LLMs will happily invent a job change from a vague sentence. Every event-class signal must pass a deterministic evidence check - the source text has to contain the move ("joined / appointed / named as", "promoted to") - or it is downgraded to a plain NEWS mention that cannot carry the score. This is the company substantiation gate, extended with people patterns.

08

Staging & storage

Discovery is noisy, so people land in staging first - exactly like Sonar prospects - and promote to CRM on review. This is also what finally fills the person_signals table, which has shipped empty, reserved for this work.
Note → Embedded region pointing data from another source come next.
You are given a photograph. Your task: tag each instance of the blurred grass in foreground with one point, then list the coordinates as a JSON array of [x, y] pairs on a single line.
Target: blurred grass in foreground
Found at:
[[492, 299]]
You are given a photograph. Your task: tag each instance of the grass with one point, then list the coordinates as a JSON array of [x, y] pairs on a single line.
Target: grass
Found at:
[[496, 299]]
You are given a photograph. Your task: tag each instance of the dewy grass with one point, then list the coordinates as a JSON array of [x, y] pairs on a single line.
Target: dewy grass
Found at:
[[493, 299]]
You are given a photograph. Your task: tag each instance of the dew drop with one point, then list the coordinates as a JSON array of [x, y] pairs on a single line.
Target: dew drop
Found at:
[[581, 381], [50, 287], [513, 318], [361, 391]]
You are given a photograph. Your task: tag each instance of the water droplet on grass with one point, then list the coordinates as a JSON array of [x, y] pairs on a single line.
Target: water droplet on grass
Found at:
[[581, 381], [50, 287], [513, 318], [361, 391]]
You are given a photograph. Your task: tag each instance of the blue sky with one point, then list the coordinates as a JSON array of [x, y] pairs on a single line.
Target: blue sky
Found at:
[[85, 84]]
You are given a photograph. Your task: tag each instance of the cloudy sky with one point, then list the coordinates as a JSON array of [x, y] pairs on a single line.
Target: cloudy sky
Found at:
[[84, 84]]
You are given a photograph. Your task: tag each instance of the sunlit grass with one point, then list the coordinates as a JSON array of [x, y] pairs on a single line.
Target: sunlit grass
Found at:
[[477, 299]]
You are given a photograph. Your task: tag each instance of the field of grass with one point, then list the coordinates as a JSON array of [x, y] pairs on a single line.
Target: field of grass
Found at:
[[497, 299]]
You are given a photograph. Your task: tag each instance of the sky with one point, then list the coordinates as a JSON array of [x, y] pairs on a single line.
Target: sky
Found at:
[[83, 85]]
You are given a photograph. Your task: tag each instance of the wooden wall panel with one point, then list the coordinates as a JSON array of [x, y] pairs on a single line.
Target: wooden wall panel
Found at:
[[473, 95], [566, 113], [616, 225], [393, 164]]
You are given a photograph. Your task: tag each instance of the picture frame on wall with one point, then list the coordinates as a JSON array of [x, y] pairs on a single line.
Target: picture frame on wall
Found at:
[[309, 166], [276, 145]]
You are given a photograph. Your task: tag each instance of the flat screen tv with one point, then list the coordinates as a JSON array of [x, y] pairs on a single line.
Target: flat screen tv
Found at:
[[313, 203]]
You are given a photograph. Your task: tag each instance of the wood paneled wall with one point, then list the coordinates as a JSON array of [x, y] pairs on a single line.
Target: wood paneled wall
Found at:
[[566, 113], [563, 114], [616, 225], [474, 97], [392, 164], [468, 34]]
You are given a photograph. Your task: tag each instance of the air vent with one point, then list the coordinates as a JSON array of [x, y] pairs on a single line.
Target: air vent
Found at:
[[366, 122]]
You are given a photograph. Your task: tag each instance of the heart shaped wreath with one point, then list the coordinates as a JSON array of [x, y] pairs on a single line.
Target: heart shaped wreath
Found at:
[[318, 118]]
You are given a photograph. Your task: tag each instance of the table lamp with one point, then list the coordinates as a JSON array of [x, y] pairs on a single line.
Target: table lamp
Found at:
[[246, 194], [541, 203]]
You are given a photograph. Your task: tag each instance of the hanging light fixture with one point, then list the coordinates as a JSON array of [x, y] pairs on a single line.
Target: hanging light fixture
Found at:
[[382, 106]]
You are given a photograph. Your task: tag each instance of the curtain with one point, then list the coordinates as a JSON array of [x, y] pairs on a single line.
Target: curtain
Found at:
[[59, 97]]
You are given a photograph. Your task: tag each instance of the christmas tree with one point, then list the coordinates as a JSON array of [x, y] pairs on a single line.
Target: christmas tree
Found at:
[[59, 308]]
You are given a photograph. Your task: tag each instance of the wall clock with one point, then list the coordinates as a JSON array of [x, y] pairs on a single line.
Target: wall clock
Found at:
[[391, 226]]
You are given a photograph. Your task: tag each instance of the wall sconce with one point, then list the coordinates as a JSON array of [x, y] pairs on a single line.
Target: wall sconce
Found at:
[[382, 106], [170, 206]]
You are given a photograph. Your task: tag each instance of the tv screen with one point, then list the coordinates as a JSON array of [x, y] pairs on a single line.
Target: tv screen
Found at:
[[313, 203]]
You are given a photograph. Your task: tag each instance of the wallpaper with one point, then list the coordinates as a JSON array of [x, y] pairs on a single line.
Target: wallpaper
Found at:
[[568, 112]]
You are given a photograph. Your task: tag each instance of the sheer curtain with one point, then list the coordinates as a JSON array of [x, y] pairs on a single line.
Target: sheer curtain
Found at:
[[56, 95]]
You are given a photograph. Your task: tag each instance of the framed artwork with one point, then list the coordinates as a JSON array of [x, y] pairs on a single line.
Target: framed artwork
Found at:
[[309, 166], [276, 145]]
workflow_run_peoplestaging

Net-new discovered people land here first, in a review state. No unreviewed writes hit CRM - mirrors Sonar prospect staging.

signalsglobal

The dated career event: type · signal_date · source_url · snippet · source_agent. A new workflow_run_person_id column tags each signal to the staged person, mirroring the existing signals.workflow_run_company_id.

person_signalsglobal

The signal-to-person join. Built at promotion by looking up signals on workflow_run_person_id - exactly how company_signals is created from signals at add-to-CRM. Ships empty today, reserved for this.

crm_peopleper-org

On promote-to-CRM, the staged person becomes a CRM person and the person_signals join is written against person_id - mirrors _link_staging_signals_to_crm.

09

Design decisions

D1 · Anchor

Both, company-anchored primary

Per-company orchestrator hunts events at your CRM / Sonar list for precision; open signal search adds reach beyond it. Mirrors the headhunter companies-present + open-search split.

D2 · Taxonomy

Share the company SignalType enum

Add JOB_CHANGE, PROMOTION, TENURE; reuse CONTENT, LEADERSHIP, EVENT. One signal vocabulary, gated by subject; person_signals already mirrors company_signals.

D3 · Scoring

Deterministic composite

ICP fit x type weight x source reputation x recency decay, ~30d half-life. Source reputation matters: an official appointment beats the same claim on a scraped blog.

D4 · Storage

Staging-first, mirror Sonar

People to workflow_run_people; each signal tagged with workflow_run_person_id; the person_signals join is built on promote-to-CRM. Mirrors the Sonar staging lifecycle, keeps CRM clean.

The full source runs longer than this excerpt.